Yellowstone County Museum director Benjamin Nordlund discusses the importance of the Native American headdresses with in the warrior culture and how it was earned.

In this Montana History Minute, Yellowstone County Museum Director Benjamin Nordlund explains how headdresses were earned in the warrior culture and how important they were.

“Specific types of warriors would be able to where the headdress, you wouldn’t be able to just go out and make your own buffalo horn headdress, you have to earn it,” Nordlund says in the video for the Billings Gazette.

So, to all those celebs and models who think it’s a way to honor the Native culture, we say again—it is not.

Feathered war bonnets (also called warbonnets or headdresses) are worn by honored Plains Indian men. In the past they were sometimes worn into battle, today they are worn primarily for ceremonial occasions. They are seen as items of great spiritual and magical importance. The eagle is considered by Plains tribes as the greatest and most powerful of all birds, and thus the finest bonnets are made out of its feathers.

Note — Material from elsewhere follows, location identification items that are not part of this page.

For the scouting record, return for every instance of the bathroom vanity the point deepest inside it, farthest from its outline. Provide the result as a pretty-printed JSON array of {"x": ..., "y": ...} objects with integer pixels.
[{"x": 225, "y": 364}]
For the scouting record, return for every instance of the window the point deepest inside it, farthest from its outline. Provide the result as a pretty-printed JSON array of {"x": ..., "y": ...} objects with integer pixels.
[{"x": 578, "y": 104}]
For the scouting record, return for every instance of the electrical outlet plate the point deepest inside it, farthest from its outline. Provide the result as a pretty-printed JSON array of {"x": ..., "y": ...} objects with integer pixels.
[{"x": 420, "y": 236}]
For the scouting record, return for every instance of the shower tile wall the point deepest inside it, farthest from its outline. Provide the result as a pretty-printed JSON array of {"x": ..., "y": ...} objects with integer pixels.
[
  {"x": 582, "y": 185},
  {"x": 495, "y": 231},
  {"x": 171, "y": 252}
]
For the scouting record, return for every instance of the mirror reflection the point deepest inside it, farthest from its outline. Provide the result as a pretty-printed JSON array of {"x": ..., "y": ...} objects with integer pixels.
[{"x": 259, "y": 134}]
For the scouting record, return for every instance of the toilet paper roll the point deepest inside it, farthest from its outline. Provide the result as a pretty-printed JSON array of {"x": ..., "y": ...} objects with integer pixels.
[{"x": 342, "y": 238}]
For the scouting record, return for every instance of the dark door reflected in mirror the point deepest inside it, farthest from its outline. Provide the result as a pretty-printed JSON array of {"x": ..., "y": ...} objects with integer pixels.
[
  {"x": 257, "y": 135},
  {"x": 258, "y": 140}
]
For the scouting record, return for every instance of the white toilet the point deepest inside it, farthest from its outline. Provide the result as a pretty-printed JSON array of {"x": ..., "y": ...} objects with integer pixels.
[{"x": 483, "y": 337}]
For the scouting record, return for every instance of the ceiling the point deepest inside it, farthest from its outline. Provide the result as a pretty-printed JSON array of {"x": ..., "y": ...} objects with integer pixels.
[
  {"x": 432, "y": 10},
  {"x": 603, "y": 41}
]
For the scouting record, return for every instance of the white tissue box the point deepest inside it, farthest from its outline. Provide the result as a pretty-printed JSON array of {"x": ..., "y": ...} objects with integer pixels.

Its beauty was considered of secondary importance; the bonnet's real value was in its supposed power to protect the wearer. Warriors wore the headdress in the belief that the power of the feathers would help them avoid injury. The feathers were commonly secured by capturing young eagles from nests and plucking their tail feathers when they reached maturity. This could be done three times before the feathers did not grow back. This method would allow the collection of as many as thirty six feathers. If care was taken in not disturbing the nest, this meathod could be repeated yearly.